LES PASTELS DE MARIE-LYDIE
MARIE-LYDIE cède à la tentation, cette tentation qui fait que l’artiste, face à la réalité, ne la voit pas, mais joue avec elle et en tire des arpèges de symboles. Elle cligne les paupières et, à travers le flou qui en résulte, filtre les formes, épure les lignes, irise les couleurs jusqu’à ne garder du monde que le prétexte de sa peinture.
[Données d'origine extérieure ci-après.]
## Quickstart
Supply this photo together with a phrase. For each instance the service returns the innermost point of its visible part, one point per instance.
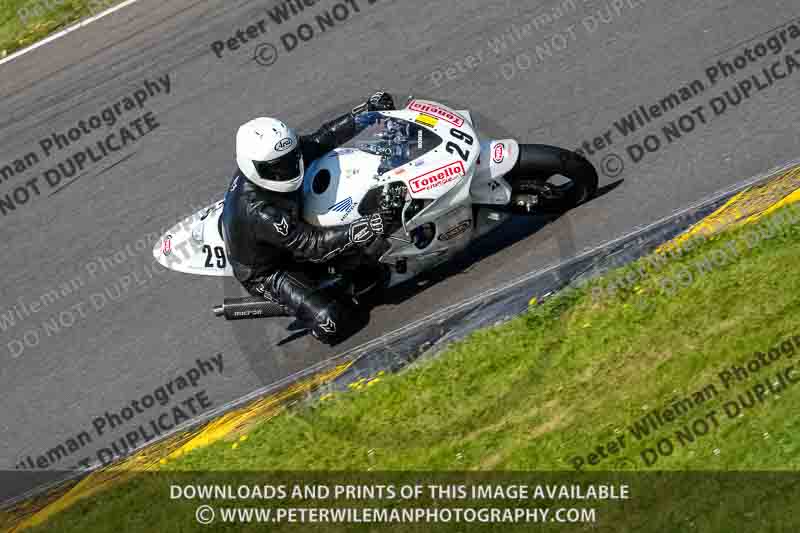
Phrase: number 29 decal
(218, 253)
(452, 147)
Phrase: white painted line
(66, 31)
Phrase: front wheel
(550, 179)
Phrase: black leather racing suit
(272, 249)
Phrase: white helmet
(268, 154)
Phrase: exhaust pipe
(249, 307)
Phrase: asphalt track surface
(594, 64)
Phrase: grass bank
(24, 22)
(570, 384)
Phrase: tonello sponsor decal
(438, 177)
(437, 112)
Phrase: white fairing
(195, 245)
(444, 165)
(335, 184)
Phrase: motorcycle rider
(270, 247)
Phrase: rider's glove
(361, 232)
(380, 101)
(364, 230)
(378, 223)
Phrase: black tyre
(550, 179)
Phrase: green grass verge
(571, 375)
(23, 22)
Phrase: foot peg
(250, 307)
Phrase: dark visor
(285, 168)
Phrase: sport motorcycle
(442, 183)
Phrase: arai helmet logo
(499, 153)
(284, 144)
(166, 246)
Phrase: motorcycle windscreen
(395, 140)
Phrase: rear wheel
(550, 179)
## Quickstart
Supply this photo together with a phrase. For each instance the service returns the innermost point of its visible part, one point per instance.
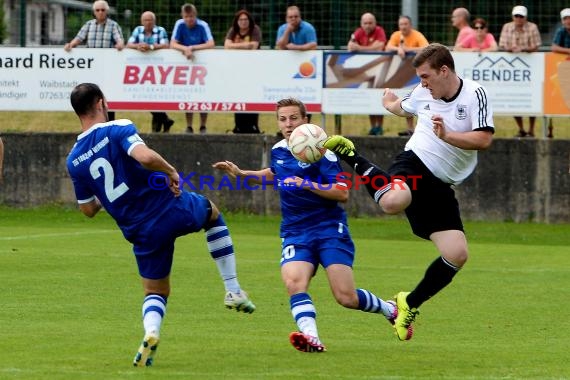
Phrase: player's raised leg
(153, 311)
(393, 195)
(221, 249)
(305, 315)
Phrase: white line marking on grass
(61, 234)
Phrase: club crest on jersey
(461, 112)
(134, 138)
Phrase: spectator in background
(460, 20)
(150, 37)
(296, 34)
(369, 37)
(101, 32)
(244, 34)
(190, 34)
(406, 40)
(518, 36)
(561, 44)
(481, 41)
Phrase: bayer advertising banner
(217, 80)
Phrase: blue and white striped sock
(221, 248)
(153, 310)
(304, 313)
(369, 303)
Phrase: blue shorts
(323, 245)
(153, 244)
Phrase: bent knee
(396, 200)
(347, 300)
(458, 258)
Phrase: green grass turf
(71, 300)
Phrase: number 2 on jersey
(111, 192)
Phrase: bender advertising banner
(215, 80)
(514, 82)
(354, 83)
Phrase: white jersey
(468, 110)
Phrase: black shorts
(434, 207)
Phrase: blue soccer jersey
(301, 208)
(100, 166)
(200, 33)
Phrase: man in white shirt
(455, 120)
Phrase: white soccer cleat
(239, 301)
(147, 350)
(306, 343)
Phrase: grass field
(71, 300)
(223, 123)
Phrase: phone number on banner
(212, 106)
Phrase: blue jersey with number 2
(100, 166)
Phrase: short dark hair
(292, 102)
(189, 8)
(436, 55)
(84, 98)
(480, 21)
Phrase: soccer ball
(306, 143)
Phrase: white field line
(61, 234)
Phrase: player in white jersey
(314, 230)
(455, 120)
(111, 167)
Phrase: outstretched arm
(472, 140)
(253, 176)
(393, 103)
(151, 160)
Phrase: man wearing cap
(561, 44)
(460, 21)
(520, 35)
(561, 40)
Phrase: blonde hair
(101, 2)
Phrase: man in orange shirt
(369, 37)
(406, 40)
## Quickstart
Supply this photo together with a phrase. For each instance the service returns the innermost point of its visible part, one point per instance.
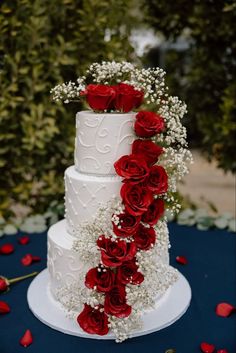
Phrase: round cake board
(169, 309)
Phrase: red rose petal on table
(7, 249)
(27, 260)
(224, 309)
(181, 260)
(207, 347)
(3, 284)
(24, 240)
(36, 258)
(27, 339)
(4, 308)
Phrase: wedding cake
(108, 259)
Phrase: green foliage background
(43, 43)
(204, 74)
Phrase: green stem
(17, 279)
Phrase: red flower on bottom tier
(93, 320)
(115, 302)
(128, 273)
(101, 279)
(136, 198)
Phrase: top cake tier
(101, 139)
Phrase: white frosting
(64, 264)
(101, 139)
(84, 193)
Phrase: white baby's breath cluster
(177, 156)
(68, 92)
(153, 264)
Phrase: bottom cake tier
(167, 310)
(64, 264)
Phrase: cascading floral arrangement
(122, 276)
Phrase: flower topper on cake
(149, 174)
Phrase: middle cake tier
(85, 193)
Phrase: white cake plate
(168, 309)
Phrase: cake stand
(169, 308)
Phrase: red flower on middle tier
(145, 237)
(132, 167)
(136, 198)
(101, 279)
(157, 180)
(154, 213)
(127, 226)
(115, 252)
(150, 150)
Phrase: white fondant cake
(101, 139)
(84, 193)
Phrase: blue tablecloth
(211, 272)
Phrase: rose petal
(6, 249)
(36, 258)
(224, 309)
(27, 339)
(27, 260)
(181, 260)
(207, 347)
(24, 240)
(4, 308)
(3, 284)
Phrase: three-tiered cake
(108, 260)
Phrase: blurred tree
(204, 74)
(43, 43)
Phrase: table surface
(211, 272)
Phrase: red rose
(154, 213)
(6, 249)
(101, 279)
(127, 97)
(3, 284)
(115, 302)
(148, 124)
(132, 167)
(128, 273)
(145, 237)
(157, 181)
(115, 252)
(99, 97)
(93, 321)
(136, 198)
(127, 226)
(150, 150)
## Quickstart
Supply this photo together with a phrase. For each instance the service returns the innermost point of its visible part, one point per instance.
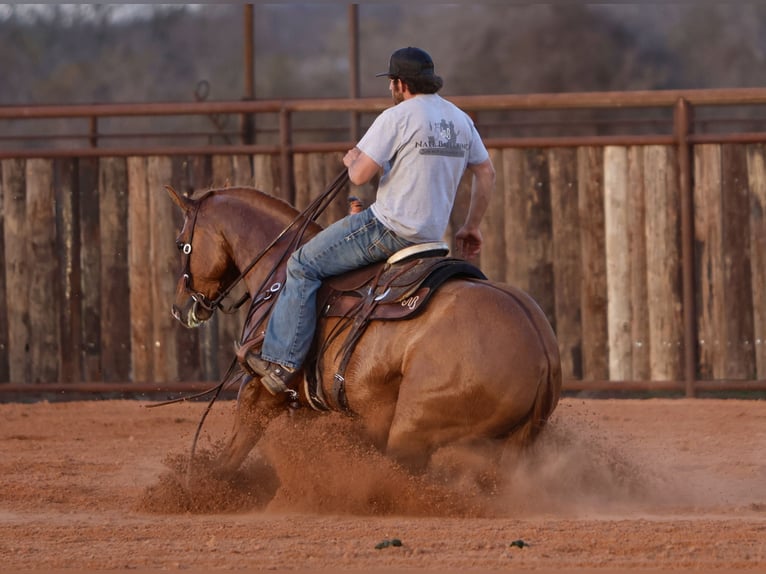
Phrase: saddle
(395, 289)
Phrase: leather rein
(311, 213)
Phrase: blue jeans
(353, 242)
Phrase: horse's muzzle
(192, 315)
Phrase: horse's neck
(261, 219)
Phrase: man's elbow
(357, 178)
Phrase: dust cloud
(323, 465)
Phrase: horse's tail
(549, 382)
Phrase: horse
(479, 363)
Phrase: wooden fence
(88, 261)
(646, 251)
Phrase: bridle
(299, 224)
(198, 297)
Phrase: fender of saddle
(396, 289)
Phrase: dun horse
(479, 364)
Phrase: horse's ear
(185, 203)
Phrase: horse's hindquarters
(469, 367)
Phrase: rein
(311, 213)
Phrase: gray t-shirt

Et naissent de ce jeu des sens et de l’esprit des visages, certes, avec bouche et regard, nez et oreilles, mais de nul être incarné, tant leur beauté formelle et quasi mystique les éloigne infiniment de tout « modèle » humain. Apparaissent aussi des mains, êtres à part entière, des mains qui flottent comme algues au gré de leur rêve, des mains qui mentent ostensiblement leur réalité de mains ; Et puis surnagent encore de cette quête des papillons-obsessions, immenses palettes à l’échelle des visages, incrustés parfois dans la chair même des personnages, ou ne s’en détachant qu’à grand peine. Pour le reste, ne cherchez pas : vous ne trouverez guère autre chose qu’un flou idéal, une nuit lumineuse où tout est possible mais en silence.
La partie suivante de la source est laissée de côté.